Towards Machine Comprehension of Spoken Content: Initial TOEFL Listening Comprehension Test by Machine
This addresses the challenge of accessing and summarizing spoken content for humans, though it is incremental as it builds on existing neural network methods for a new domain.
The paper tackles the problem of machine comprehension of spoken content by proposing a new task based on the TOEFL listening comprehension test, achieving encouraging initial results with an Attention-based Multi-hop Recurrent Neural Network (AMRNN) architecture.
Multimedia or spoken content presents more attractive information than plain text content, but it's more difficult to display on a screen and be selected by a user.

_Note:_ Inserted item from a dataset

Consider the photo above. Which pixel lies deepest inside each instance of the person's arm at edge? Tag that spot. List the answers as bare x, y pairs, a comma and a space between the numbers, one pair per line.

As a result, accessing large collections of the former is much more difficult and time-consuming than the latter for humans. It's highly attractive to develop a machine which can automatically understand spoken content and summarize the key information for humans to browse over. In this endeavor, we propose a new task of machine comprehension of spoken content. We define the initial goal as the listening comprehension test of TOEFL, a challenging academic English examination for English learners whose native language is not English. We further propose an Attention-based Multi-hop Recurrent Neural Network (AMRNN) architecture for this task, achieving encouraging results in the initial tests. Initial results also have shown that word-level attention is probably more robust than sentence-level attention for this task with ASR errors.